Only last year and in the middle of his cancer treatment, did Mike come over to MMU to give us a suitably mischievous - but completely serious presentation - which he called - Randomised Thoughts, Controlled Ramblings and a few Trialised Thoughts! Exhausted from his cross-Pennine foray to the Manchester School of Art, Mike blew us away and opened his presentation with a booming youtube film of Psycho Killer by the Talking Heads, conjoining his early work by way of Welfare State International to the possibilities of generating new traditions - and sharing a wonderful anecdote about meeting the woman he would marry - and her slightly tipsy rendition of Psycho Killer to a nightclub full of people. Mike couldn’t half tell a quirky story.
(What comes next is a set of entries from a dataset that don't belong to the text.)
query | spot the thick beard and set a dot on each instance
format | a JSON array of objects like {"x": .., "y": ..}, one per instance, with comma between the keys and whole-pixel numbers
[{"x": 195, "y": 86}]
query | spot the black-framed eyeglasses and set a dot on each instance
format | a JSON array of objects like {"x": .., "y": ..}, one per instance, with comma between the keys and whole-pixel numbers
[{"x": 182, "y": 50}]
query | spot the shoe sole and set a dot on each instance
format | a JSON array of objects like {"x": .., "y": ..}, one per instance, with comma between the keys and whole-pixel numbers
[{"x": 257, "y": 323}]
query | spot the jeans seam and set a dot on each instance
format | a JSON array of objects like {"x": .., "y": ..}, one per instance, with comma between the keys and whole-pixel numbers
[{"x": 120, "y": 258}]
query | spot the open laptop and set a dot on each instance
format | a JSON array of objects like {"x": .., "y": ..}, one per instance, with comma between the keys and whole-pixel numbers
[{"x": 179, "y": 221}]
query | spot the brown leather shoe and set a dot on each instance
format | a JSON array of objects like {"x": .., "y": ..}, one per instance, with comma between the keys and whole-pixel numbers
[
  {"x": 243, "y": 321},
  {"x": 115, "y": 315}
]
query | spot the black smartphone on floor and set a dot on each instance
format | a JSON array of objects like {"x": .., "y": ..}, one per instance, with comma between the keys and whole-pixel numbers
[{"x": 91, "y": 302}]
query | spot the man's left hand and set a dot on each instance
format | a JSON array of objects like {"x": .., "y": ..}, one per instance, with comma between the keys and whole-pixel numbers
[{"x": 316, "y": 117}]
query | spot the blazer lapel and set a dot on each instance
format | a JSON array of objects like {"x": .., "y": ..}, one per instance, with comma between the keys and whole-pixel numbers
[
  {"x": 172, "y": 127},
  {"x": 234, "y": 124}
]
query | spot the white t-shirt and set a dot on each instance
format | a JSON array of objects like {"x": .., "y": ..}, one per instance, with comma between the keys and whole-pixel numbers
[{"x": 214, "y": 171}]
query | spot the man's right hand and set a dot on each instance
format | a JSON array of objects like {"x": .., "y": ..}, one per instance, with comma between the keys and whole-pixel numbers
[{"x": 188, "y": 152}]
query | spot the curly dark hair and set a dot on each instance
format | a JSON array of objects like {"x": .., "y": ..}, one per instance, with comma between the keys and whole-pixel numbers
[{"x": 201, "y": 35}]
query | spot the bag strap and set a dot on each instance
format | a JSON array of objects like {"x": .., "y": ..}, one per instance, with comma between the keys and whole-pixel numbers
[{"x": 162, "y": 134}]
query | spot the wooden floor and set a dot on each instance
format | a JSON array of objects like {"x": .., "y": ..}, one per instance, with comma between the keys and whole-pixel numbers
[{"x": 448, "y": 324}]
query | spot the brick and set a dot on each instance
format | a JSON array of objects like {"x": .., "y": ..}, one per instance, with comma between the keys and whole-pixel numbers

Imploring us to share something of the spiritus mundi, Mike framed much of his presentation in David Byrne’s ‘slow dawning insight about creation,’ that 'context is everything.' Urging us to consider Bevan’s collective commitment to social habits and offering the best we can give to society, he subverted the context of health and safety from authoritative and risk-averse control, to caring for each other. His own work illustrated perfectly how investing in children and young people reaps dividends in generational change, not least in creating young researchers who inform new ways of thinking, being and doing.
Author of the seminal work in arts and community health “...A Social Tonic’, Mike remained committed to the principles of the Welfare State and a believer that creativity, culture and the arts were central to flourishing communities. His generosity imbued all he did with warmth, typified in those celebratory and conversational events he so often hosted.
Outside our community of arts/health, I often describe the positive working relationships that emerge from shared beliefs and vision, and how once a full moon, these spill over into real and deeper friendships. I’m proud to have had Mike’s friendship and wonder who I will look up to now? Always following in his footsteps, I will remember him as a man of superb intelligence - a knowledge born of experience - hysterically funny, warm and with the deepest integrity. A record-collector extraordinaire, a family man and a free-thinker. We will carry forward your ideas, but will miss your presence Mike White.
Post Script
We all have a gnawing anxiety about the eternity that stretches in front of us, and to a lesser extent, that which preceded our conception. I suppose that’s where religion offers some people comfort. For me it’s comforting to know that a billion, billion lives have lived and loved and thought and breathed-in all that is before (this here and now), and infinite moments will happen for unquantifiable lives to come. I wonder if we can take comfort in the earth and the sky and this simple privilege of our temporary existence?